ASBURY PARK PRESS OP-ED
SEPTEMBER 25, 2007 — The Sept. 16 op-ed piece "Do or die time for state's racetracks" contained incorrect information relative to the $86 million that Atlantic City's casinos are paying to subsidize horse racing in New Jersey.
The agreement that calls for those payments expires at the end of 2008, not in 2007, as the commentary stated. Under that agreement, the casino industry already has provided $63 million and soon will make a final payment of $23 million. The news that funds are not available to subsidize purses in 2008 is a surprise to us. If this is indeed the case, an audit is in order to determine where the funds have gone. Has the remaining $23 million payment already been spent?
Under the agreement, all of the subsidy funds were required to be placed in a segregated, interest-bearing account so they could be tracked and all parties to the agreement could be certain they were spent in accordance with the terms of the agreement. However, the funds were not placed in a segregated account; therefore, we cannot be certain how they were spent. Apparently, these funds weren't allocated to ensure purses would be subsidized through 2008, as we had expected.

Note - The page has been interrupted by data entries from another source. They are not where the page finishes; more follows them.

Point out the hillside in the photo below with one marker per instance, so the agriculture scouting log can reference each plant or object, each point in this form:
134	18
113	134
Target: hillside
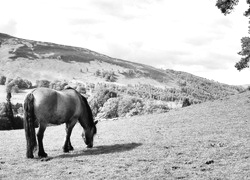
205	141
34	60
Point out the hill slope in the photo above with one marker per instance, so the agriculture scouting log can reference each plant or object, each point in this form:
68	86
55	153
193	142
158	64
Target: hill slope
34	60
205	141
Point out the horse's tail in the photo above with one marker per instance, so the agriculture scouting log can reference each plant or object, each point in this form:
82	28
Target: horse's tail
29	125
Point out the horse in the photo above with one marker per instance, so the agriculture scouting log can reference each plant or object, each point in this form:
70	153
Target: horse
45	106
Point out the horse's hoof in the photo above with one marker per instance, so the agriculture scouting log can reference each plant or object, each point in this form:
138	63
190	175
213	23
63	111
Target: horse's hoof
89	146
43	155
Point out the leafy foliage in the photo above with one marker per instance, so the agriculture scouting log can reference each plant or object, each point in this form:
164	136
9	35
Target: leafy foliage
226	7
245	52
13	85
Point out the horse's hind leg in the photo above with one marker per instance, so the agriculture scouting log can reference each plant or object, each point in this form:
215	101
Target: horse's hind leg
41	152
67	145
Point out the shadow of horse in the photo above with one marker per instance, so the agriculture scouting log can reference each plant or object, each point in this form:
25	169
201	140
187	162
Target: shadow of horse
105	149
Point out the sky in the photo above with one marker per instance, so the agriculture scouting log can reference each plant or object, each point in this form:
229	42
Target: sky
183	35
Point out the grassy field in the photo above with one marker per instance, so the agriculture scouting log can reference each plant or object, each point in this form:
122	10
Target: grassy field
206	141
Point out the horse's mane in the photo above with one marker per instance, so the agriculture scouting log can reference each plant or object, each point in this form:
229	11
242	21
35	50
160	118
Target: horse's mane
86	103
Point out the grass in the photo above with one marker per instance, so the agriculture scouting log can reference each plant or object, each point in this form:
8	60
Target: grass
206	141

The casino industry is being asked to provide subsidies to help the horse racing industry survive. As such, isn't it reasonable for us to ask the horse racing industry to do its part as well? In New York, for example, almost 80 percent of wagering on horse races has occurred at off-track wagering facilities. This is a significant source of additional revenue for horse racing that easily could exceed the subsidy being sought from casinos.
Why then has only one of the 15 off-track facilities authorized by the Legislature in 2001 been opened? Why did it take six years for that lone facility to open its doors? Why has there been a similar delay in the implementation of account wagering?

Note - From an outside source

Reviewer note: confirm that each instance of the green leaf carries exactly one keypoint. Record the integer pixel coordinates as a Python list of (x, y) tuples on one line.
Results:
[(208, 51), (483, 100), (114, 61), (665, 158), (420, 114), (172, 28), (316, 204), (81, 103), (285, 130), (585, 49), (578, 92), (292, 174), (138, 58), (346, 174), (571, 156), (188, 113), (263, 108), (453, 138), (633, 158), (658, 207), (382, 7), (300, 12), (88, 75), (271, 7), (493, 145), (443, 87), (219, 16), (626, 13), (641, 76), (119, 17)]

We understand the intent of the purse subsidy is to help the New Jersey horse racing industry. Yet our review of races in New Jersey indicates substantially more than half of the top three finishers in New Jersey horse races are owned by out-of-state interests. Because our subsidy funds were not segregated as required, we cannot know how much of the subsidy we provided was used to pay prizes to New York, Pennsylvania and Delaware horses.

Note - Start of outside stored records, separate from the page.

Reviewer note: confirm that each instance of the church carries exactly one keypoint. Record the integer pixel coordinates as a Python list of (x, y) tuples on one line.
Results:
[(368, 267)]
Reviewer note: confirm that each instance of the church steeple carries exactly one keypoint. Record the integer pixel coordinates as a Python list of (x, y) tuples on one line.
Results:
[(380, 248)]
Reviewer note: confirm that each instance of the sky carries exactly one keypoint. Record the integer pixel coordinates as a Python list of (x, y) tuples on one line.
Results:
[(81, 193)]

The bigger question that should be asked is: Why must the casino industry subsidize horse racing at all? Casinos cannot be blamed for horse racing's economic problems. Tracks in states that have no legal casinos are suffering the same declines in attendance. The subsidy provided over the last four years has not helped improve attendance or generate on-track wagering at New Jersey's horse tracks. Yet we are being asked to continue to provide subsidies. What would future subsidy payments realistically accomplish?
We will continue to participate in all such discussions and would welcome a fair solution to solving problems we did not create. However, it is reasonable for us to insist the horse racing industry comply with the terms of any agreement and be held accountable for how the subsidy funds are spent. The horse racing industry should be held accountable for doing its part to generate revenues for purses. The casino industry should be given assurances that any and all subsidies we provide are used to support only New Jersey's horse racing industry and not the horse racing industries of New York, Pennsylvania, Delaware or any other state.
Casinos must abide by strict, transparent reporting rules for our operations. We support those rules as necessary. We believe those same rules should apply to the subsidies we provide.
Joseph A. Corbo Jr. is president of the Casino Association of New Jersey, Atlantic City.